At Chris Getman’s request, I introduced Yetsa to my cousin, Stephanie Sanders Sullivan, who is currently the US Ambassador to Ghana. Stephanie Sanders’ father George Sanders was a professor of geology at Yale in the early 1960s when Stephanie was a young child. In an amazing case of six degrees of separation, the Sanders were the keeper of Handsome Dan in those years. His dog nickname was “Boudie.” Stephanie still brags that Boudie is the only undefeated football Handsome Dan in Yale history.

Yetsa emailed:

Happy 2020! Praying the year has started beautifully for you and yours. Thanking Chris for the warm introduction to Ambassador Sullivan. It's lovely to meet you, Tony and Stephanie! 

Chris has probably told you about SELY, my lab focused on athletes with disabilities in Ghana. A few happy updates:

  1. I am just getting back from 1 month in Ghana where we did amazing work with our cohort of disabled athletes (pictures attached), and pushed our bamboo wheelchair project forward! Next step is to renovate our Paralympic athletes' clubhouse in Accra (they represent the nation internationally but live, shamefully, in squalor. It's not right, and it's a Paralympic year).

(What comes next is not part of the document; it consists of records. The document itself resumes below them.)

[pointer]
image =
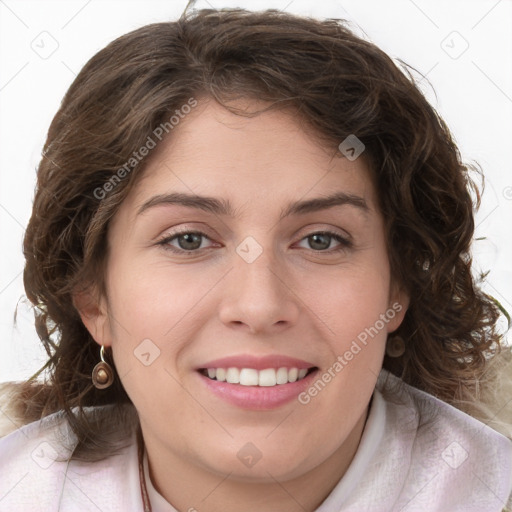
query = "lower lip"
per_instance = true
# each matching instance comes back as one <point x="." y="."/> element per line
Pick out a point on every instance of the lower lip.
<point x="258" y="397"/>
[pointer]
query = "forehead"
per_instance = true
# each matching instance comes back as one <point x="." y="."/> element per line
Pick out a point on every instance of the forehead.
<point x="262" y="160"/>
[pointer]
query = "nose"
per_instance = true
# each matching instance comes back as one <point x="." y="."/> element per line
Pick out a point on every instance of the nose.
<point x="259" y="296"/>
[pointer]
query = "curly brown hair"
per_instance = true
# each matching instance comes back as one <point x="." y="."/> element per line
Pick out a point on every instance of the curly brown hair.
<point x="337" y="84"/>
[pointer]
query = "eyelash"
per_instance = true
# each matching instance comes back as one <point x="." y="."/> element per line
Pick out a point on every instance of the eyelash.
<point x="344" y="243"/>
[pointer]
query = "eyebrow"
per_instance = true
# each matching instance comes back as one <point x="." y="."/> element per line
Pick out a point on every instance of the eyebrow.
<point x="224" y="207"/>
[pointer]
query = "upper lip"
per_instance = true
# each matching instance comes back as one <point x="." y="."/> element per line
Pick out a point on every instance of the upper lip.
<point x="258" y="363"/>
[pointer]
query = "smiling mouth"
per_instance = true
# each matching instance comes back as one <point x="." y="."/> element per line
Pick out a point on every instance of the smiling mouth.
<point x="252" y="377"/>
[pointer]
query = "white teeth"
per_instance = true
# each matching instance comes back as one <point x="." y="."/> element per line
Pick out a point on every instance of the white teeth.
<point x="233" y="376"/>
<point x="248" y="377"/>
<point x="282" y="376"/>
<point x="267" y="377"/>
<point x="251" y="377"/>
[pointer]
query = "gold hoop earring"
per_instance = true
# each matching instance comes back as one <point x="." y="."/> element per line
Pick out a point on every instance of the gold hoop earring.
<point x="395" y="347"/>
<point x="102" y="373"/>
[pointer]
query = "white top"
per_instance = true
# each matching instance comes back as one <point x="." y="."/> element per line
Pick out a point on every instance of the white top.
<point x="454" y="463"/>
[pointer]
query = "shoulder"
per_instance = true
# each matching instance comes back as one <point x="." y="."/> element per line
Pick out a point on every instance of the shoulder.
<point x="37" y="471"/>
<point x="455" y="462"/>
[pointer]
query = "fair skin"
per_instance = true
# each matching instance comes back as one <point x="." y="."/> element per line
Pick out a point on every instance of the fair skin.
<point x="297" y="298"/>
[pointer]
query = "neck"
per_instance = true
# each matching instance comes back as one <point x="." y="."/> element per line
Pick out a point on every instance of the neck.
<point x="193" y="488"/>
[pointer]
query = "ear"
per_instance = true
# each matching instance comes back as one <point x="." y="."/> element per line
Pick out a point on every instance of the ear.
<point x="398" y="303"/>
<point x="92" y="308"/>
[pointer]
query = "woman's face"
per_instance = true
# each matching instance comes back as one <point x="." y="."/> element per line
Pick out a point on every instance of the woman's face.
<point x="258" y="293"/>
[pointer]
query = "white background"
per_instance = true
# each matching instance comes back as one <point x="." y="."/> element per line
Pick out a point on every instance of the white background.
<point x="473" y="93"/>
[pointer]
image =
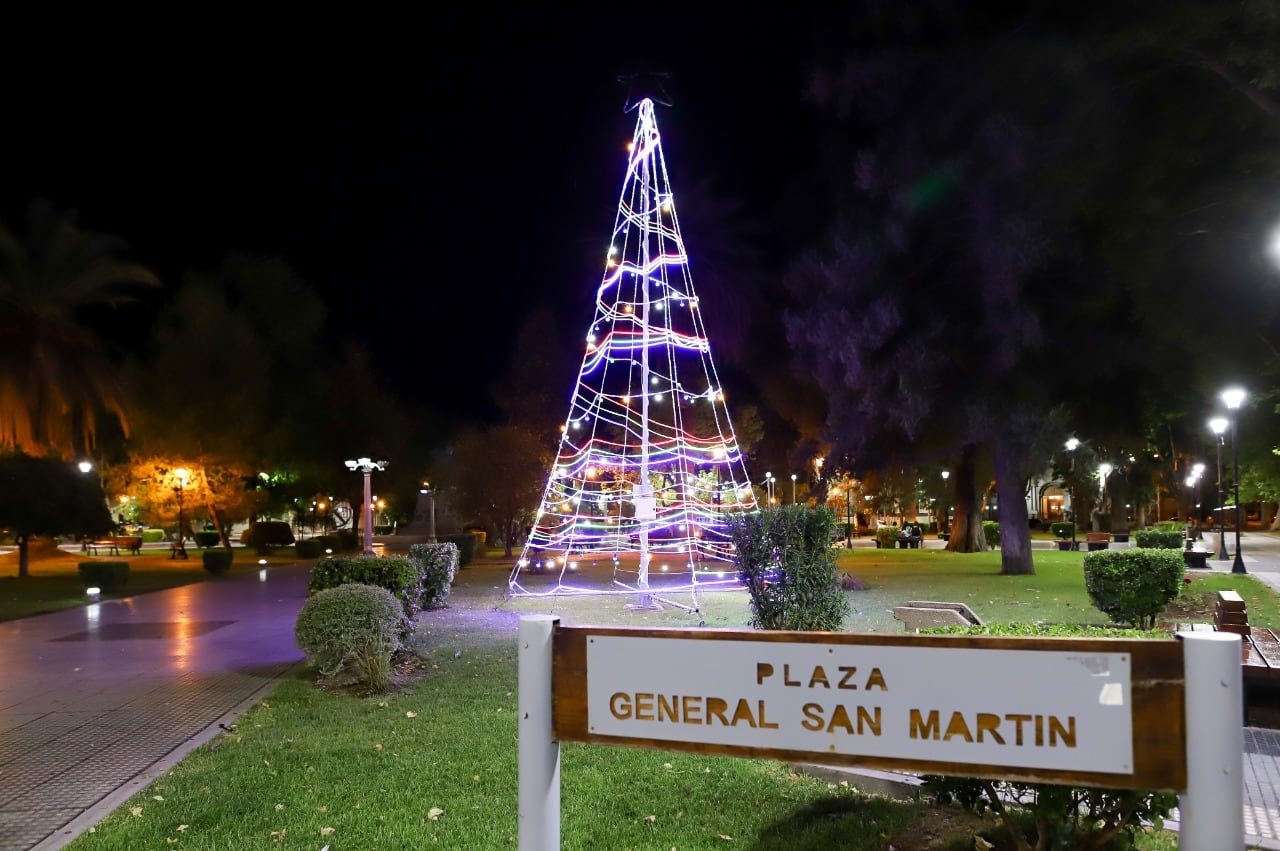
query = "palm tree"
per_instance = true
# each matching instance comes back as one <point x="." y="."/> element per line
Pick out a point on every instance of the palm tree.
<point x="56" y="381"/>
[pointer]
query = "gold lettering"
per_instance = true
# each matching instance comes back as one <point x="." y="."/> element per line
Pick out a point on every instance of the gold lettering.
<point x="1056" y="730"/>
<point x="990" y="723"/>
<point x="958" y="727"/>
<point x="1018" y="727"/>
<point x="840" y="718"/>
<point x="812" y="717"/>
<point x="871" y="721"/>
<point x="922" y="728"/>
<point x="764" y="724"/>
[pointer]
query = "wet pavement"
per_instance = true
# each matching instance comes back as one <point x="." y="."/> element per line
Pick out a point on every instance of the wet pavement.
<point x="96" y="701"/>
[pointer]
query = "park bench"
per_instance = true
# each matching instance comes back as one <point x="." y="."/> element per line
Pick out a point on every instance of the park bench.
<point x="1260" y="648"/>
<point x="923" y="614"/>
<point x="131" y="543"/>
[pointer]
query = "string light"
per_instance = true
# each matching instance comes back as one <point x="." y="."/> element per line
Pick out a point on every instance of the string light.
<point x="647" y="471"/>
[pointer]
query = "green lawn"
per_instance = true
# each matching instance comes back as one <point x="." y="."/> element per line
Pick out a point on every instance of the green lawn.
<point x="435" y="764"/>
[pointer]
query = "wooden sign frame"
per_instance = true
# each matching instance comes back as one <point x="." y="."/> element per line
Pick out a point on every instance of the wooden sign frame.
<point x="1156" y="683"/>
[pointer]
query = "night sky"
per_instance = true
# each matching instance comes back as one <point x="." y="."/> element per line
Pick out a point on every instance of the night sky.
<point x="432" y="181"/>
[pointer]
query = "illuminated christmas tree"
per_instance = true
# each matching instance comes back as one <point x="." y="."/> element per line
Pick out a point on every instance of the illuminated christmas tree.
<point x="648" y="463"/>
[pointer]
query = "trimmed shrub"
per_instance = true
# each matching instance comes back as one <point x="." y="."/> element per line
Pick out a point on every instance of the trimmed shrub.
<point x="206" y="539"/>
<point x="396" y="573"/>
<point x="466" y="544"/>
<point x="437" y="566"/>
<point x="782" y="557"/>
<point x="1159" y="539"/>
<point x="1133" y="586"/>
<point x="265" y="534"/>
<point x="309" y="548"/>
<point x="351" y="628"/>
<point x="109" y="576"/>
<point x="216" y="561"/>
<point x="1063" y="530"/>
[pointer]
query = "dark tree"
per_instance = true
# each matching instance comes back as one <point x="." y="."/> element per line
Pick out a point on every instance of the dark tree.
<point x="49" y="497"/>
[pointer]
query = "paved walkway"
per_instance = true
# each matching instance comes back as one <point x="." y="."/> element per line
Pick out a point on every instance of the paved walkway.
<point x="96" y="701"/>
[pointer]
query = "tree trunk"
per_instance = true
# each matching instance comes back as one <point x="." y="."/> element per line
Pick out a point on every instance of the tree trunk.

  2. We got our first major gift ($50K) from Yale Alumnus Geoff Kimball ’55. We really needed it. We have three spring conferences to which we've been invited: International Olympic Committee (Monte Carlo, Monaco; March), International Society of Physical and Rehabilitation Medicine (Orlando, Florida), Safe Sport International (Quebec City, Canada; April).

Excited to share our athletes' voices on these international stages, and I'm happy to share more about our work by phone or in-person meeting if there's interest in this group.